Numeri grandissimi...con la popolazione europea!

Ecco un'attività semplicissima e qualche materiale per la classe quinta, da realizzare in una lezione (2 ore circa), per lavorare sui grandi numeri.


Dopo aver introdotto, anche utilizzando e "allungando" l'abaco, l'uso delle classi dei Milioni e dei Miliardi, ho proposto questa attività, che fa utilizzo dei dati relativi alla popolazione dei Paesi dell'Unione Europea per alcuni esercizi, uno più meccanico ed altri relativi all'interpretazione dei calcoli.

Prima di tutto ho fornito ai bambini questa scheda nella quale ho raccolto i dati (reperiti in internet) relativi alla popolazione dei Paesi dell'Unione Europea, nella quale viene riportato il nome del Paese, la relativa bandiera e il numero di abitanti (aggiornato al 2016).

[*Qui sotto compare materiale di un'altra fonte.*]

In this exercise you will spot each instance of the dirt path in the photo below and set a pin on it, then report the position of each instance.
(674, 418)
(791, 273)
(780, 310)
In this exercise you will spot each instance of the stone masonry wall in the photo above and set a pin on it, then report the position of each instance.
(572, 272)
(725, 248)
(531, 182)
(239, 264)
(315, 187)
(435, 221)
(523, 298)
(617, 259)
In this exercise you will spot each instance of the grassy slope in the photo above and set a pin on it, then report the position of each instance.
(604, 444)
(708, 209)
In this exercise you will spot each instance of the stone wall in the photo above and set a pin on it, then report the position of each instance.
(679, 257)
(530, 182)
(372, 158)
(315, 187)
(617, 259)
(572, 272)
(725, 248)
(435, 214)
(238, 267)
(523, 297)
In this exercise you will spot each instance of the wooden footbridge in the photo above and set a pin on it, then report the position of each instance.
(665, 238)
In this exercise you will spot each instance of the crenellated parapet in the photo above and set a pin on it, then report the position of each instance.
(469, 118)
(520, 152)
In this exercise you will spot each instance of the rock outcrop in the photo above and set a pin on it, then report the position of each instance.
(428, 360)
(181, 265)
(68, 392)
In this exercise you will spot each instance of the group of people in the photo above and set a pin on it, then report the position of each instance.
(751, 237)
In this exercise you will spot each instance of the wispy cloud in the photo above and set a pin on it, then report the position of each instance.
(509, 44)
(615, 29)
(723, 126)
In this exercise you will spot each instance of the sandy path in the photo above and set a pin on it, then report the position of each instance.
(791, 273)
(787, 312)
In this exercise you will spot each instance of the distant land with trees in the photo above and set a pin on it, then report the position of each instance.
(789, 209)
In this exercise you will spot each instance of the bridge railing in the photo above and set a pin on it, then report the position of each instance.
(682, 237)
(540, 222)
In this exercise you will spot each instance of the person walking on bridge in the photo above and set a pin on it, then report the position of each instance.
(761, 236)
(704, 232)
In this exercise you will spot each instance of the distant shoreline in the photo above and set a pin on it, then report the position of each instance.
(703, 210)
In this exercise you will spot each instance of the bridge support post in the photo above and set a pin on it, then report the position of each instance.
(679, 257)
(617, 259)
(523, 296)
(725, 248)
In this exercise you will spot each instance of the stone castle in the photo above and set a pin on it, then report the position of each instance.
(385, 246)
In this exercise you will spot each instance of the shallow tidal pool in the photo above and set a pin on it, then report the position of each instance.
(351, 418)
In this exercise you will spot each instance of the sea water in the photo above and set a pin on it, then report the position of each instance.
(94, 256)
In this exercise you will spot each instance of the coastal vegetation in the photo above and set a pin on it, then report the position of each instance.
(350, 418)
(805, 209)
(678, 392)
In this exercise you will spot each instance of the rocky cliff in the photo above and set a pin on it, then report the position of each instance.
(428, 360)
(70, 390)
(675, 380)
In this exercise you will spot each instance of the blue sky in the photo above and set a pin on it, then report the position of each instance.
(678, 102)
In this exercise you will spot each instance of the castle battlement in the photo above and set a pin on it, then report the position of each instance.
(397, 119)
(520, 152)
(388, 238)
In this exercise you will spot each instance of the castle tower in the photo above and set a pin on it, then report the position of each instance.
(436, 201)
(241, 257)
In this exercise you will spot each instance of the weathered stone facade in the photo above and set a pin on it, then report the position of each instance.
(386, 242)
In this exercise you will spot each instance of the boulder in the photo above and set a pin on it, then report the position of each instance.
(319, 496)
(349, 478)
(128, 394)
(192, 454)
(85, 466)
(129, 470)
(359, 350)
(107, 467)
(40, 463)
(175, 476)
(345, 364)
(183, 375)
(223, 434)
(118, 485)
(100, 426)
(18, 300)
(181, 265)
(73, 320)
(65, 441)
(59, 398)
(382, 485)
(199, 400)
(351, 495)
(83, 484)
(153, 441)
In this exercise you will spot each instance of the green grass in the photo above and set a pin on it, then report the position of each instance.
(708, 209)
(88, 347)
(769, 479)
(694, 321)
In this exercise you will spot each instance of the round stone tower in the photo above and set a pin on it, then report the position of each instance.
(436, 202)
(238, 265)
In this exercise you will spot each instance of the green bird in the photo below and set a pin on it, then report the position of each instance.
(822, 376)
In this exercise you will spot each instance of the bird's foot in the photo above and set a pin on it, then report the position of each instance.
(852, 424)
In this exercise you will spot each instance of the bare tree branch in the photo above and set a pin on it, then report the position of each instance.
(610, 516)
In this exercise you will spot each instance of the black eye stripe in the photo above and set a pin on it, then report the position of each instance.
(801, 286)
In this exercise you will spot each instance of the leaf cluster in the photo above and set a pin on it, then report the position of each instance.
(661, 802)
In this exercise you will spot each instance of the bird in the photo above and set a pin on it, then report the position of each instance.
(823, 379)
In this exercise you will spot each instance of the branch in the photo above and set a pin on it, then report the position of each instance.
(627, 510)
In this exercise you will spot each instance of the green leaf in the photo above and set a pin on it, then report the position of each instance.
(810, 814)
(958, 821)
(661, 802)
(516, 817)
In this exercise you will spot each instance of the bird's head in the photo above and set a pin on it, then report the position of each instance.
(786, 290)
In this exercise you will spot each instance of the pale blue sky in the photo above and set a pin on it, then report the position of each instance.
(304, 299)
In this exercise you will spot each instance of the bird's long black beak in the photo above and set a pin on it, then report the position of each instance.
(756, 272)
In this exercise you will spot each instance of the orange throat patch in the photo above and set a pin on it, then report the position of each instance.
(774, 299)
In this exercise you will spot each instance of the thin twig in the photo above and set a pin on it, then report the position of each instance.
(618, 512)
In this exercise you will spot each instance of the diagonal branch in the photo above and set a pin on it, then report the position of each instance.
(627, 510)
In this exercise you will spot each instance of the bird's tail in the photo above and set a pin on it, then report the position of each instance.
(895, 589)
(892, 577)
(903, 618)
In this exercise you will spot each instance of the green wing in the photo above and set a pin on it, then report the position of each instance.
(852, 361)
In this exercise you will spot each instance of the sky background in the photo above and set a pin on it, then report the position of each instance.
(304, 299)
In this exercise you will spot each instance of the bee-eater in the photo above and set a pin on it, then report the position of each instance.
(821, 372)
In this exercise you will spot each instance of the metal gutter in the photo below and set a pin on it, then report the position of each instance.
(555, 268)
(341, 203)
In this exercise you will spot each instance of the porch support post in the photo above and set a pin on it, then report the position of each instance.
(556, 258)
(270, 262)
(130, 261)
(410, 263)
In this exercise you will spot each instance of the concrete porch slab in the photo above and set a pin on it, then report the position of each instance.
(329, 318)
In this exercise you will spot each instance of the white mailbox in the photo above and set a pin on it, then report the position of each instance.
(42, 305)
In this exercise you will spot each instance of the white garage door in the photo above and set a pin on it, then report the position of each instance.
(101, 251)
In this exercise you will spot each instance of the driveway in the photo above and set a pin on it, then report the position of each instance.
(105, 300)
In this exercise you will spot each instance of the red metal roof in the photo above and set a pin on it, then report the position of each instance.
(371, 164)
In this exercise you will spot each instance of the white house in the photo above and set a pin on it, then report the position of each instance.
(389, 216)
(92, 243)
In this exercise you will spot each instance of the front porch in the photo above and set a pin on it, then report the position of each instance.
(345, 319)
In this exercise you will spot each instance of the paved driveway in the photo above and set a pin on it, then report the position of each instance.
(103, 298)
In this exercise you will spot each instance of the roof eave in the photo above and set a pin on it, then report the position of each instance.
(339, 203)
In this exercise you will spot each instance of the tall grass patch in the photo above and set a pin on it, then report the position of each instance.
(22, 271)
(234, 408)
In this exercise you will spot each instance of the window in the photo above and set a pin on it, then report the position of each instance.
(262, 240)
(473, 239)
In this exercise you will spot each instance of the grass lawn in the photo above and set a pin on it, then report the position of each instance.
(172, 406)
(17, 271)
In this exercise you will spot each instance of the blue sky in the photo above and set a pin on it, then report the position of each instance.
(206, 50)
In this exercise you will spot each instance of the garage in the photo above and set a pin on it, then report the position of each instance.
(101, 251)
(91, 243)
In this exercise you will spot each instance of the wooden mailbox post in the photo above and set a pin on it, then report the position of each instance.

Come primo esercizio, volevo che i bambini imparassero a leggere i numeri riportati con sicurezza, per cui, uno ciascuno, ho chiesto di effettuare la lettura e di trascrivere in parola, nello spazio accanto predisposto, il numero.
Poiché l'esercizio era piuttosto noioso e ripetitivo, ma il mio obiettivo era unicamente quello di verificare che riuscissero a leggere correttamente il numero, ho suggerito di scrivere in versione abbreviata i numeri in parola, ovvero, invece che "due milioni seicentocinquantamilaottocentoventidue" (scrittura piuttosto lunga e complessa), ho preferito che scrivessero "2 milioni 650 mila 822". E' stato un modo per alleggerire l'esercizio, ma nello stesso tempo abituarli alla lettura corretta.


Abbiamo infine ordinato gli Stati in base alla popolazione da quello più popolato a quello meno popolato.



Dopo questo lavoro piuttosto noioso e ripetitivo, siamo passati ad effettuare una riflessione più interessante ed approfondita relativa ai dati che potevamo ricavare dalla tabella.

Ad esempio, una curiosità che è nata spontanea nei bambini è stata quella di sapere il numero della popolazione totale dell'Unione Europea. Insieme e con attenzione abbiamo svolto un calcolo mentale che ha appassionato soprattutto i più veloci, mentre altri compagni verificavano con la calcolatrice che il tutto fosse corretto.


Poi la curiosità è venuta spontanea: abbiamo utilizzato una cartina murale per esplorare le varie Nazioni, scoprire dove fossero collocate, trovare le capitali, osservare e notare i particolari delle bandiere, effettuare considerazioni sull'estensione degli Stati, sulle relazioni, ecc...
La curiosità è stata tale da proseguire nelle settimane successive: un gioco spontaneo molto gettonato durante gli intervalli era proprio posizionarsi di fronte alla carta geografica e cercare di individuare, il più in fretta possibile, una località dichiarata da un compagno, indicandola con il dito. 
Ma torniamo al nostro lavoro matematico...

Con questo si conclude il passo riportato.